Andrew and Mary’s war across America begins.

The Vampire War begins in I, Vampire #3, as Mary, Queen of Blood, attacks four cities across the country.  With hundreds of innocent humans abducted, humanity’s last hope is the vampire Andrew and his ragtag group of human followers.  Will Mary’s one-time lover be able to turn the tide for humanity against the brutality of the vampire war?

Writer Joshua Hale Fialkov has nailed the perfect tone and style for I, Vampire.  The grim, gritty, and violent nature of the book reeks of horrific atmosphere, and is far more interesting than the tone of comparable horror books.  Andrew’s story of love lost, and his reluctant war on his own kind gives readers an in-depth look into his mind, and helps adds numerous levels of detail to the world of I, Vampire.  In one of the most exciting scenes yet to pass, for example, a bloody clue left by Mary is not only a blatant hint to her direction, but also helps to bring Andrew’s story into the greater fold of the DC Universe.
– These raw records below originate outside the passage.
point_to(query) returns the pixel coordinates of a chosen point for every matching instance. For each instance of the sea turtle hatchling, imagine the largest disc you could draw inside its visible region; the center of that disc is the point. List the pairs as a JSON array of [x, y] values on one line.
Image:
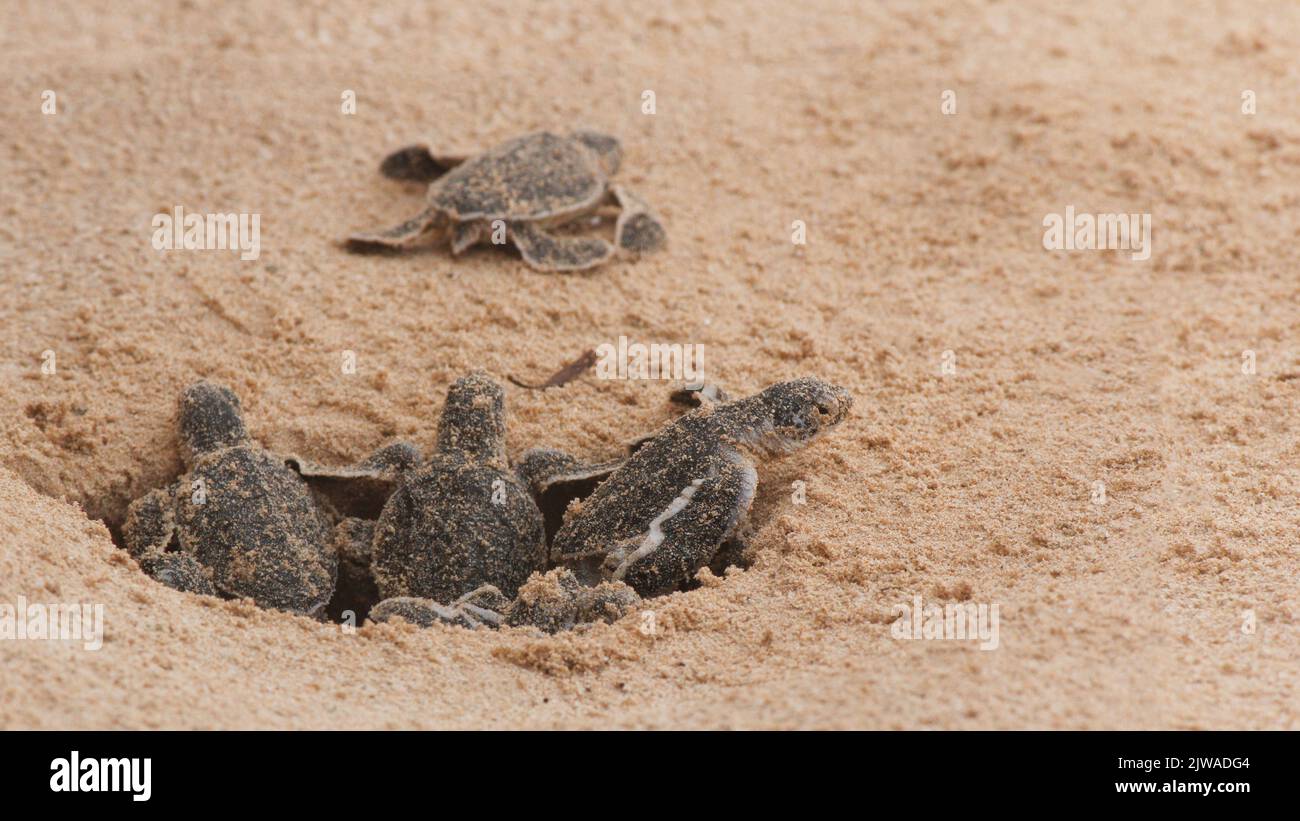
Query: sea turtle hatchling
[[239, 521], [663, 513], [458, 521], [527, 186]]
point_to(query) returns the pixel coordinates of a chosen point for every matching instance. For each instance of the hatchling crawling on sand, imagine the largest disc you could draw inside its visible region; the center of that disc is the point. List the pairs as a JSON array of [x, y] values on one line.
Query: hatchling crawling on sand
[[667, 511], [238, 522], [528, 186], [460, 533]]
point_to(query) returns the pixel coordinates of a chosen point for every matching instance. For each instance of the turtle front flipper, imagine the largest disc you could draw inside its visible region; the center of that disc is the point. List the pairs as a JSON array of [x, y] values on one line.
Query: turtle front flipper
[[150, 526], [362, 487], [419, 164], [685, 535], [150, 530], [180, 572], [549, 252], [638, 229], [397, 237], [479, 608], [386, 463]]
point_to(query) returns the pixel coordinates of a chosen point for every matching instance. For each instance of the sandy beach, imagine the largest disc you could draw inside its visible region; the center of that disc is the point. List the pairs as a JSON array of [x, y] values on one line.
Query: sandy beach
[[1104, 448]]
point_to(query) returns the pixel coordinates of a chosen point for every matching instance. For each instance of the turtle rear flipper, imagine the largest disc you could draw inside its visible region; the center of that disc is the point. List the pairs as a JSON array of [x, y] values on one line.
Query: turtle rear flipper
[[397, 237], [549, 252], [419, 164], [638, 229]]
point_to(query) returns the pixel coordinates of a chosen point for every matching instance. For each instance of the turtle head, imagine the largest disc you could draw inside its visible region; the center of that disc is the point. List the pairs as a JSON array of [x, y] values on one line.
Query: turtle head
[[211, 420], [607, 150], [789, 415], [473, 420]]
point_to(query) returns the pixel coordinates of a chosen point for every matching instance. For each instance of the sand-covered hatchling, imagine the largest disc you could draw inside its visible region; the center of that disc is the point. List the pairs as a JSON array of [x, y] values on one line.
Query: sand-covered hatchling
[[462, 518], [525, 187], [238, 522], [664, 512]]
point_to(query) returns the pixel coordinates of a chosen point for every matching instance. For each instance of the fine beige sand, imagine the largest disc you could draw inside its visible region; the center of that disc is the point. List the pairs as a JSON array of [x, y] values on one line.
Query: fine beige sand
[[1173, 604]]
Much like Fialkov’s story has captured the perfect tone for I, Vampire, Andrea Sorrentino’s art similarly embodies the truly dreadful atmosphere of Andrew’s world.  Many times the expressions of the lowly humans truly convey the terror they face at the hands of Mary’s vampires, while the vampires radiate arrogant and smug confidence.  Likewise, Marcelo Maiolo’s subtle colors add a fantastic layer of depth to I, Vampire, especially in scenes where blood splatters across walls and faces.  In a double-page spread, for example, Andrew cuts a vampire’s head clean in half, with fingers and toes peppering the image, and blood spray across the page.  As gruesome as I, Vampire can become, however, it is never excessive or distasteful, which is certainly a testament to the book’s creators.

For those looking for an escape from superhero comics I, Vampire is a fantastic choice for vampire and horror fanatics alike.  Joshua Hale Fialkov’s story of betrayal and death is by no means your sister’s vampire story, as Andrea Sorrentino’s art will certainly prove.  With Mary’s clue revealing her next destination, I, Vampire will only continue to become more exciting and deadly.